Another argument against quarterly reporting is that in most other countries only semi-annual reports are required or traditional. Some persons believe that reporting requirements in the United States, of which mandated quarterly filings are only one, prevent foreign companies from listing their shares on exchanges here. They prophesy that the United States has been and will continue to lose stature among the world's capital markets. [AIMR/FAPC92, p. 37]

We disagree. No foreign company is prevented by quarterly reporting requirements from listing its shares here, although some may elect not to do so. Many foreign companies are registered in the United States and we cite, from among European companies, the exemplary conduct of Royal Dutch Petroleum Company. It has an active financial relations program in the United States and its quarterly earnings releases contain detail far beyond British, Dutch, IASC or even U.S. requirements. As long as capital exists those who need it will seek it out. [AIMR/FAPC92, p. 37]

The United States has the most highly developed and sophisticated systems of capital market regulation in the world. The Securities and Exchange Commission has an admirable record in endeavoring to protect investors, not from the consequences of their own actions, but from those who would take unfair advantage of them. The disclosure rules in general, and mandated quarterly reporting in particular, are an integral part of the system to protect investors and the free enterprise system itself. We must be vigilant against those who would subvert that system into promotion of particular market places. Markets exist to serve investors, not the reverse! [AIMR/FAPC92, p. 37]

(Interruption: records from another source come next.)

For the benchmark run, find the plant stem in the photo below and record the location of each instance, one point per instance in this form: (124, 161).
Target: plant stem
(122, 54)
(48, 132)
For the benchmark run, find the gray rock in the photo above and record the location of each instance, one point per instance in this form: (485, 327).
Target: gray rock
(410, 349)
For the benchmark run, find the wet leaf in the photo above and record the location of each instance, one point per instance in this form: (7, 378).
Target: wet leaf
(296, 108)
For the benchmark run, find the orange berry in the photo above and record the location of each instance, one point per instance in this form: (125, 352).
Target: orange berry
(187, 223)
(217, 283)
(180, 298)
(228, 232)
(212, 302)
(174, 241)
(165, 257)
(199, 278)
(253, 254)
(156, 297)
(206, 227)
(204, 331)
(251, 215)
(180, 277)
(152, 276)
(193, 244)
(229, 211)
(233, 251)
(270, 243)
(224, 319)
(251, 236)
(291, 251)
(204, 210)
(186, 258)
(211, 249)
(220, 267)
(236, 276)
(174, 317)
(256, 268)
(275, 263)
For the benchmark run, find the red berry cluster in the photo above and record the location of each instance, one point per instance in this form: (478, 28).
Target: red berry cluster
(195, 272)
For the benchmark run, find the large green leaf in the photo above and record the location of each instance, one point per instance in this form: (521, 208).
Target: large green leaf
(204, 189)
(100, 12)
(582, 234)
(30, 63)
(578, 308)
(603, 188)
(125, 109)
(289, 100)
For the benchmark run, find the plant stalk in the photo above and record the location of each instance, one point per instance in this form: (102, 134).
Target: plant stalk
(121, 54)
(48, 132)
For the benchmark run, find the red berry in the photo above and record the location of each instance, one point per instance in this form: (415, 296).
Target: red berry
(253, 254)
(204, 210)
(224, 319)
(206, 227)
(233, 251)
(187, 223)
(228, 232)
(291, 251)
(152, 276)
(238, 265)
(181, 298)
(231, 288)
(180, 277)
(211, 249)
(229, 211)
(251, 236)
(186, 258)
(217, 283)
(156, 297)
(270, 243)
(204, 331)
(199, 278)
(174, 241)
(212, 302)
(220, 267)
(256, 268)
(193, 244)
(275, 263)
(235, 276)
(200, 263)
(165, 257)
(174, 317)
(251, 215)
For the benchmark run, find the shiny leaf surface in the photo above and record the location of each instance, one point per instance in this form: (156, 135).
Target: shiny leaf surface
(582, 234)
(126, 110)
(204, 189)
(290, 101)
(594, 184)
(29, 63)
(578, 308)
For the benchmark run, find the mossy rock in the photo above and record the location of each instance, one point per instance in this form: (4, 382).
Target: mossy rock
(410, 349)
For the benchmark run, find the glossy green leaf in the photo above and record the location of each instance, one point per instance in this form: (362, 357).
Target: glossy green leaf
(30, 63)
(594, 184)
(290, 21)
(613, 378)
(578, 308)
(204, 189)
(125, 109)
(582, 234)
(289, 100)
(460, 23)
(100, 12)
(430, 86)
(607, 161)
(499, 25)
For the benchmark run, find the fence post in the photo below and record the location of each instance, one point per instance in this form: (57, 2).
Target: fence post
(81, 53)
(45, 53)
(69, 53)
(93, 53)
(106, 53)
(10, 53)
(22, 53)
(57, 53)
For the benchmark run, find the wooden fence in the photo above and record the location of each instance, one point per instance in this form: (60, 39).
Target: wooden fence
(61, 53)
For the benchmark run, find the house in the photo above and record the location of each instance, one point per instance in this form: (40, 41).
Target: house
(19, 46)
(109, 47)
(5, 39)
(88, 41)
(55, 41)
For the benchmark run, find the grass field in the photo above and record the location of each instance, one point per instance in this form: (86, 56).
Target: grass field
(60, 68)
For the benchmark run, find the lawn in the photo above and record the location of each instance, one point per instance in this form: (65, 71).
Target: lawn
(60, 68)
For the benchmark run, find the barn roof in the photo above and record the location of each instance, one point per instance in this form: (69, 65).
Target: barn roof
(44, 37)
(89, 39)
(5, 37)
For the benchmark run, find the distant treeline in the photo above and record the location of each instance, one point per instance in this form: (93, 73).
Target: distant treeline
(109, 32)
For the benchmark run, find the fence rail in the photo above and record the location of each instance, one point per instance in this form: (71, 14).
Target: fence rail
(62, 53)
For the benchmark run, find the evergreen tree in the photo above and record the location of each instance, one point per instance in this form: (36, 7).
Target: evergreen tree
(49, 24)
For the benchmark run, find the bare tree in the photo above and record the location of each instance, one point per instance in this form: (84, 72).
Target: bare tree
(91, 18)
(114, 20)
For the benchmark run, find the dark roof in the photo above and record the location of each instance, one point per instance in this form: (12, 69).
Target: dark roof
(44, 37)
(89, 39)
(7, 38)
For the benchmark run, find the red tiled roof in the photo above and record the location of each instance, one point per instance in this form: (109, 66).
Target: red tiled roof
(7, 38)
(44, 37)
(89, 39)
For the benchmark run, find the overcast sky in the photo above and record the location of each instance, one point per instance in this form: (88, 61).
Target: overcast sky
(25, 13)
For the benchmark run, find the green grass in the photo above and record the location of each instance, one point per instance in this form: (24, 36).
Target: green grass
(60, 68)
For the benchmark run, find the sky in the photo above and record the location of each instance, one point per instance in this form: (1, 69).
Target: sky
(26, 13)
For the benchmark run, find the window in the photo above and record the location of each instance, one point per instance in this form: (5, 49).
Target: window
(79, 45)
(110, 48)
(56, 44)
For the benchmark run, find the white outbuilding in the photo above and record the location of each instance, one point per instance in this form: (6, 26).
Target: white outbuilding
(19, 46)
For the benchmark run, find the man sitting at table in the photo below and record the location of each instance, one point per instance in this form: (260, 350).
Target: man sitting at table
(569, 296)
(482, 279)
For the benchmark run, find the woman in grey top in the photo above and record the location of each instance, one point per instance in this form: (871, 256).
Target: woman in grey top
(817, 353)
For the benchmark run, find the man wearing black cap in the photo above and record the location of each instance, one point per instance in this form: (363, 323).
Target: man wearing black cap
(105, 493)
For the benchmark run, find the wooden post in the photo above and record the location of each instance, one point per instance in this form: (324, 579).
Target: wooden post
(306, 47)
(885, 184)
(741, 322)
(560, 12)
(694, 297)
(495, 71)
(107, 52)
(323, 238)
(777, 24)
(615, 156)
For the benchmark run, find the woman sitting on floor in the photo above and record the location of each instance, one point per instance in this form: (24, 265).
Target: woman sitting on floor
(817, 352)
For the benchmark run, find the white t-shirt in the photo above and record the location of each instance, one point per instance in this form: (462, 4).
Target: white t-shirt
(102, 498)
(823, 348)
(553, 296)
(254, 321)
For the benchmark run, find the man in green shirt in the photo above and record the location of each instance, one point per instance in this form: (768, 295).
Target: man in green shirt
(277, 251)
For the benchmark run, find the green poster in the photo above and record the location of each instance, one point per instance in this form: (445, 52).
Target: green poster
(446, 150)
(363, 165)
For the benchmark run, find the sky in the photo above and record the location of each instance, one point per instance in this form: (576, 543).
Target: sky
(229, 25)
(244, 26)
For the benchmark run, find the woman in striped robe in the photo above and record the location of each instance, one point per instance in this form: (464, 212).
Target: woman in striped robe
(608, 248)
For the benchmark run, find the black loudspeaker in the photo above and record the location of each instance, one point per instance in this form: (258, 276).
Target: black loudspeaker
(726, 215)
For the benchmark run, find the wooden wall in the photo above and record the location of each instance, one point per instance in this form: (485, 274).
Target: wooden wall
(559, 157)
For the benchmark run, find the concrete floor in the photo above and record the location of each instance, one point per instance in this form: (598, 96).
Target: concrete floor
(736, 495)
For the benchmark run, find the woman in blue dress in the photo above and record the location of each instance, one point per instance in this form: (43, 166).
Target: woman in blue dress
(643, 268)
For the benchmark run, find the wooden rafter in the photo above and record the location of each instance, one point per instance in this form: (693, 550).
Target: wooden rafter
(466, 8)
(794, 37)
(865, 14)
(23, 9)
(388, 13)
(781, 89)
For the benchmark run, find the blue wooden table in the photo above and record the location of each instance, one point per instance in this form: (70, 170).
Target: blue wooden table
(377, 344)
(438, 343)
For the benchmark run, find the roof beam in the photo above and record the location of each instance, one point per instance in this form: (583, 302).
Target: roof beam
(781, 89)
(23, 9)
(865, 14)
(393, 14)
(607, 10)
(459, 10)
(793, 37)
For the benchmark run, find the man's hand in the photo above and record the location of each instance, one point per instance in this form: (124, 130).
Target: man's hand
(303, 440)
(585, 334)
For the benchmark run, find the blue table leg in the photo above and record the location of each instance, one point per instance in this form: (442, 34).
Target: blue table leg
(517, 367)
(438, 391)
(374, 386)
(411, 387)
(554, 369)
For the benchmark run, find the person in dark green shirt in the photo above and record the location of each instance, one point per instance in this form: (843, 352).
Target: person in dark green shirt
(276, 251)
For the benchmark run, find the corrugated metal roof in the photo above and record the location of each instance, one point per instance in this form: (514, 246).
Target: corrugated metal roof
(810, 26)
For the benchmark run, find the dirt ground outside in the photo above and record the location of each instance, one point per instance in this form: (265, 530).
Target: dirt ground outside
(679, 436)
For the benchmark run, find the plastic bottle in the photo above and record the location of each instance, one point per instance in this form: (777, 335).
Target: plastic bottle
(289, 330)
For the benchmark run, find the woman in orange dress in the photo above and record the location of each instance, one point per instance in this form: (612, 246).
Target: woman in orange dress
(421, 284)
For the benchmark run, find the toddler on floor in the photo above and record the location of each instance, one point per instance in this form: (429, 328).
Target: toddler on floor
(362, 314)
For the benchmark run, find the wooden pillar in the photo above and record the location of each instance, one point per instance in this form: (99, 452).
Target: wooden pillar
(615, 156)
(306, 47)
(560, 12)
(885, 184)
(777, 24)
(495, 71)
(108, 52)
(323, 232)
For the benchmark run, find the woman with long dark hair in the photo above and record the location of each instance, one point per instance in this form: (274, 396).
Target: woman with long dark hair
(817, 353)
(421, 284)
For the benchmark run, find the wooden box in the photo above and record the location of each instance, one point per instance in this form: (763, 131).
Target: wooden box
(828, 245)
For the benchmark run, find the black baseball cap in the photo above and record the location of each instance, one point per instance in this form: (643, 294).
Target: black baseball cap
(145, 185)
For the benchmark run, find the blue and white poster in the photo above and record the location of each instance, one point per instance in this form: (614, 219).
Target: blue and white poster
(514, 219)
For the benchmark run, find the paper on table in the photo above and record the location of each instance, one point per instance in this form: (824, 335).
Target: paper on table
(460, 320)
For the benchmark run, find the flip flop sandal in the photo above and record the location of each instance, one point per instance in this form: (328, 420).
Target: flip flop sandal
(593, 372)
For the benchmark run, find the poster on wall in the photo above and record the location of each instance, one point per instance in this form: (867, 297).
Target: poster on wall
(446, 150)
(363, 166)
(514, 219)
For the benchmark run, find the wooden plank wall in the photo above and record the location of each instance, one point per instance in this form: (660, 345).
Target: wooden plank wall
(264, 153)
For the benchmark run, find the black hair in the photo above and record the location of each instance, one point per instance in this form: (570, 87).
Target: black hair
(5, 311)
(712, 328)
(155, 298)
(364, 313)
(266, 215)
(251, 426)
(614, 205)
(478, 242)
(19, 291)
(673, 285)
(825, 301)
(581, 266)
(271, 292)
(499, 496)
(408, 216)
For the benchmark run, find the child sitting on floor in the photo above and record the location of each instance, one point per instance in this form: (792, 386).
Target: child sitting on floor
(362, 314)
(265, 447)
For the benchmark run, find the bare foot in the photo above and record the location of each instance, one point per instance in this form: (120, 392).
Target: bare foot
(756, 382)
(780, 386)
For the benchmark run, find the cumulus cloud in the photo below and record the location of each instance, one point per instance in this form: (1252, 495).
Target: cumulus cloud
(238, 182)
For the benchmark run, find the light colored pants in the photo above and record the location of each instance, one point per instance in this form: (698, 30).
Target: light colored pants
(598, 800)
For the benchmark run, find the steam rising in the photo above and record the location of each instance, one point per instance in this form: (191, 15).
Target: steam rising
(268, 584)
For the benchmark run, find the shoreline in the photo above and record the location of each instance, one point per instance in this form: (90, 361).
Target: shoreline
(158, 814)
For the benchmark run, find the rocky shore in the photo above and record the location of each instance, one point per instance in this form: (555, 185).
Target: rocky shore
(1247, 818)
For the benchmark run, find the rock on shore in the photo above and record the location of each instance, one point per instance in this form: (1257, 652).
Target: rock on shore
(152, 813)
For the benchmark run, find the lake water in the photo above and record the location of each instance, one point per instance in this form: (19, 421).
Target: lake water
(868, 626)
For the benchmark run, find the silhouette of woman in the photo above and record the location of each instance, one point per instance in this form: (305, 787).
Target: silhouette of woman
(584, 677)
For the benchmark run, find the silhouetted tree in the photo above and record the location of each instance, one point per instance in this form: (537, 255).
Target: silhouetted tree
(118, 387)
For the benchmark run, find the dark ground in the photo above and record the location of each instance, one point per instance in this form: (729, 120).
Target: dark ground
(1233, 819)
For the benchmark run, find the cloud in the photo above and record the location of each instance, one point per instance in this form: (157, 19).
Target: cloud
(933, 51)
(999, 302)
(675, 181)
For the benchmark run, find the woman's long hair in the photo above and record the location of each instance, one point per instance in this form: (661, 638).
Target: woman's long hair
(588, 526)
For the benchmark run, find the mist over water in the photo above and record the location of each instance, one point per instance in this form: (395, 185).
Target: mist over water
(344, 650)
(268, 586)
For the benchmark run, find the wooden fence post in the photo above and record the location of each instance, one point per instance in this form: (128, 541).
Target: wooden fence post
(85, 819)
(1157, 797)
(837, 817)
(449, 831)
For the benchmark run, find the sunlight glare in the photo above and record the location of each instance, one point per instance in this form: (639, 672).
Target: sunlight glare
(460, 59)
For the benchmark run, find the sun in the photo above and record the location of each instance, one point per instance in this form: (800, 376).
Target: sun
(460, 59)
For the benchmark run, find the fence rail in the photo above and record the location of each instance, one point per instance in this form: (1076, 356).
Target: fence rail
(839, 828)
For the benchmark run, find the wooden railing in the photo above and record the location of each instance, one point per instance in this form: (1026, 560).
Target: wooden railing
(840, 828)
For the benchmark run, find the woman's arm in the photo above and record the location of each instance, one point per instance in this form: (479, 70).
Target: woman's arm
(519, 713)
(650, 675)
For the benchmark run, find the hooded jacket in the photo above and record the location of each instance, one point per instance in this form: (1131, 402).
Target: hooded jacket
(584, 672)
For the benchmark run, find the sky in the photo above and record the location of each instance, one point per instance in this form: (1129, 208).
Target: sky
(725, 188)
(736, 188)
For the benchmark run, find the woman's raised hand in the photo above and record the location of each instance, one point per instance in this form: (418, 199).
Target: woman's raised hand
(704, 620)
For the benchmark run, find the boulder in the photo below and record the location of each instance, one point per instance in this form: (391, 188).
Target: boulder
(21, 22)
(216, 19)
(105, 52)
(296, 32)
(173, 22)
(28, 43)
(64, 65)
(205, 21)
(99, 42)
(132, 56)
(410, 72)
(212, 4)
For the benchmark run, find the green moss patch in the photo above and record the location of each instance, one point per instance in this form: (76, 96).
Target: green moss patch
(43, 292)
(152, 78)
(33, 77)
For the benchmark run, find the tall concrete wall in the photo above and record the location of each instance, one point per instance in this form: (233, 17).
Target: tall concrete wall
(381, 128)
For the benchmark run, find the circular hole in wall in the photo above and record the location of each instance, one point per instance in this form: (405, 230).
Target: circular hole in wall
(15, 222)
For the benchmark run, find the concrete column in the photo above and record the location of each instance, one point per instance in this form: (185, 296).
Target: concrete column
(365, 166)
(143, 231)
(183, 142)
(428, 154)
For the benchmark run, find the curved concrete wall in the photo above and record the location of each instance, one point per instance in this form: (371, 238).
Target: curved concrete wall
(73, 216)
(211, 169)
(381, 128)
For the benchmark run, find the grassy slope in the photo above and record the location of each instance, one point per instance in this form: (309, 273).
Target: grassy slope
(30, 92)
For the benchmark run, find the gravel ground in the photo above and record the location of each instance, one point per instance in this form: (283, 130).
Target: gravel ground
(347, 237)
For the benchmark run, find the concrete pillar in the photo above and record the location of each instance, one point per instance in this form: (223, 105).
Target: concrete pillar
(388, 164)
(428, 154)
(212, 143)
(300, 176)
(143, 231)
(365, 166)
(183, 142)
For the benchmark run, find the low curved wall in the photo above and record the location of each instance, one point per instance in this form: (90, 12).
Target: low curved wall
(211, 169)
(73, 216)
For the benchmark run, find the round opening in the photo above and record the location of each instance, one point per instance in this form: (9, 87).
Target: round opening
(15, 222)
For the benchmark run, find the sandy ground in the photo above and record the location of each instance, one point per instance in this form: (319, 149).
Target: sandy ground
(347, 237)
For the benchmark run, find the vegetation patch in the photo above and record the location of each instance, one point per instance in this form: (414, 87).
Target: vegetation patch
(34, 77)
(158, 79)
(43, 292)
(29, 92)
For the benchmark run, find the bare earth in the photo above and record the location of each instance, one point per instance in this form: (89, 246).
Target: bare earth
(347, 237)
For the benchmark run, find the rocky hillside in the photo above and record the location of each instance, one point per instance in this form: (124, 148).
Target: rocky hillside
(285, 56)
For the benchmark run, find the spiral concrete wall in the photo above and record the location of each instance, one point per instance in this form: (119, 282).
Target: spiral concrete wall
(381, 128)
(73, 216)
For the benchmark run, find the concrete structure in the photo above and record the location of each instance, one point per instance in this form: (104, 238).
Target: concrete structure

Quarterly Segment Reporting (QSR)

The topic of disaggregation is sufficiently important to merit its own separate discussion in the next part of this report. Here we wish to discuss only the need for disaggregated information to be provided more frequently than it is currently. Quarterly segment reporting (QSR) is a topic that has been advocated by analysts so consistently and so avidly over so many years that it has acquired its own acronym. In 1990, the AIMR Financial Accounting Policy Committee surveyed member analysts in the United States and Canada who responded overwhelmingly in favor of mandated quarterly segment reporting.12 Not only do analysts need financial reports as frequently as every three months, they need them in vastly more detail than is mandated today. Some companies do an excellent job in presenting segment data; others offer only the bare minimum disclosures required. We seek a much higher standard to apply to the latter. [Also included in 3(d)] [AIMR/FAPC92, p. 37-38]

It is the unusual publicly-owned company that today operates with a single line of business or in a single geographical area. All others requires analysis of their separate parts before an assessment can be made of their value as a whole. It is absolutely necessary for analysts not to have to wait for a full year to discover, for example, that a manufacturer of heavy equipment suffered major losses in Latin America earlier in the year. Or, that a manufacturing operation has been losing money, a fact concealed by the excessively good results of its finance operations. These data must be made available more frequently than is required now. [Also included in 3(d)] [AIMR/FAPC92, p. 38]

[Context] The AIMR report's introduction to the section entitled "Summary of Important Positions and Guide to Future Actions" begins and ends as follows:

Much of this report relates to the present state of the art and implications for future developments in financial reporting. Righfully, so do most of the positions stated in this section . . . [T]hey all build on positions taken by AIMR in the past . . . [Also included in 1(b), 1(d), 3(d), 4, 5(a), 8(c), 12, 18(a), 18(c) and 18(d)] [AIMR/FAPC92, p. 59]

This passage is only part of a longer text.